How Often Would You Like to be Paid?

If you’re poor, you’re generally acutely aware of exactly how much money you have at any given time, and that amount is generally very low. Andrew Goodman-Bacon and Leslie McGranahan have a paper out now on the Earned Income Tax Credit, saying that one of the great things about it is that it generally arrives just once a year:

Because the EITC makes one relatively large payment per year, it may provide low-income, credit-constrained households with a rare opportunity to make important big-ticket purchases.

Mark Thoma isn’t very impressed:

This is like forced saving, requiring households to give up monthly consumption for one large annual payment. The fact that they are able to buy more durable goods – cars – with the one time payment is nice, and the argument is that this helps them find employment, but we need to know what they gave up each month before we can conclude they are better off…
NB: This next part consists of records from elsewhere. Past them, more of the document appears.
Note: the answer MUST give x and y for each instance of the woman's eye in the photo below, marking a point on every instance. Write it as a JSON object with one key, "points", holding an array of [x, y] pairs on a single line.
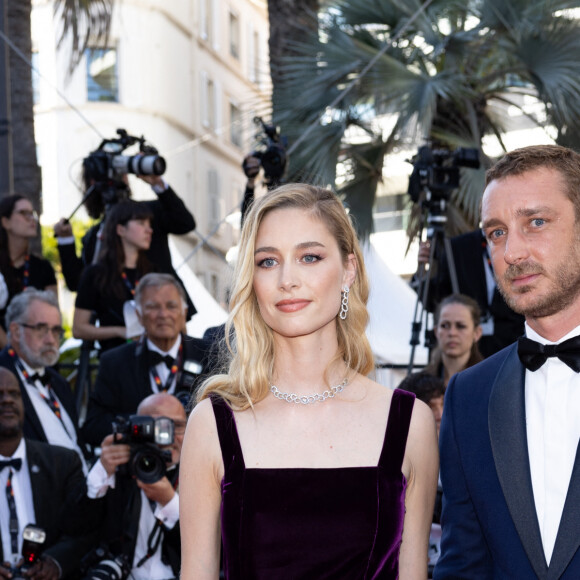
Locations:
{"points": [[267, 263], [311, 258]]}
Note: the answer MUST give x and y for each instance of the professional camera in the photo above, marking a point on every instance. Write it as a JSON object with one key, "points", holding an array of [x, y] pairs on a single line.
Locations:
{"points": [[144, 435], [270, 149], [102, 565], [438, 170], [33, 538], [105, 167]]}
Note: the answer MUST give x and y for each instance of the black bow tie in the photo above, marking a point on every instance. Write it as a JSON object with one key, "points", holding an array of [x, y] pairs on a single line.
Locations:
{"points": [[156, 357], [14, 463], [44, 379], [533, 354]]}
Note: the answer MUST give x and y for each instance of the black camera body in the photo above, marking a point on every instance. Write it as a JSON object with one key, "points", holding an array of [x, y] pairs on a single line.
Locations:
{"points": [[437, 170], [33, 538], [144, 435], [104, 168], [270, 149]]}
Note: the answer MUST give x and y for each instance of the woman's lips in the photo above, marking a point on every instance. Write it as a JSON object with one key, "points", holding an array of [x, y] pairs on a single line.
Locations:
{"points": [[292, 305]]}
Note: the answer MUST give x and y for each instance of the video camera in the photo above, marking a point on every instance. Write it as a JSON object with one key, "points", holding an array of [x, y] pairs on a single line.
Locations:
{"points": [[437, 170], [33, 538], [270, 149], [104, 168], [144, 435]]}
Tthere are arguments that can be made here, but the particular argument ought to be made explicit. Why is it better to force people to save? Unless there’s some good reason for the government to step in and make choices for people, I’d rather not have the government get in the habit of thinking it knows better than I do what is good for me.

And I’d note that given the choice, people nearly always prefer their income more frequently rather than less frequently. In some situations, workers are now being paid daily, and that’s a good thing:

Upon completion of a daily work shift, an employee’s payroll card account is credited with salary payment as quickly as two hours after an approved time card is submitted.

Temporary workers can receive payments on the day that a shift is completed, giving them faster access to funds to pay basic living expenses such as groceries, gas and utility bills.

If it’s a good idea for income to arrive on a daily basis, why is it a good idea for the EITC to arrive only on an annual basis? Or is there a useful distinction to be made between income, on the one hand, and a tax credit, on the other?

Update: It did occur to me, after posting this, that there is a good reason to be paid biweekly or monthly rather than daily: you don’t want to be saving up constantly just to make rent. Better to pay your rent out of your paycheck, and then live on what’s left over.